The SMS is unique to other systems in that it featured ports for two different types of media. It is capable of reading programming from both a game cartridge and a card about the size of a driver’s license. A cartridge is able to hold 1048K bits of game code, the card 256K. The card was cheaper to manufacture and retailed for about $5 less than the cartridge. Seven SMS games were released on the card, the best include: Spy vs. Spy and Trans-Bot
Another feature that was unique to the SMS at the time was upon the activation of the power switch, the word "Sega" slid across the screen with its own theme song. If no software is inserted after the music ends a screen with operating instructions appears.

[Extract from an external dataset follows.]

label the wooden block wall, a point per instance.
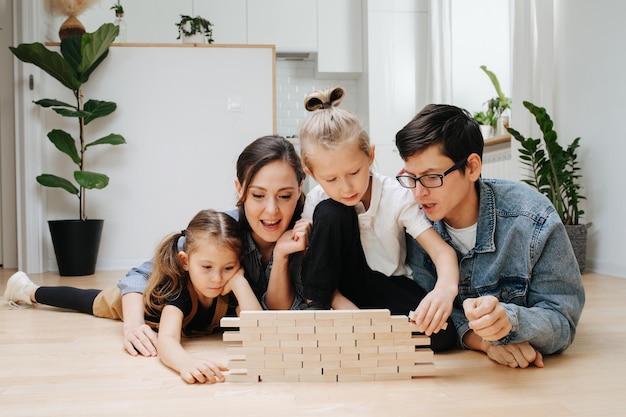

In 1990, one year after they had released the 16-bit Genesis system, Sega introduced the Sega Master System II -- a smaller, sleeker version of the original. The premise behind its release was to downscale several features on the SMS to make the console affordable to more consumers. Features not included on the Master System II were: a card port, power light, reset button, expansion port and logo or music upon activation of the system. Though the Master System II was more affordable, it was doomed by the lack of third party software support and all but disappeared from the American market by 1992.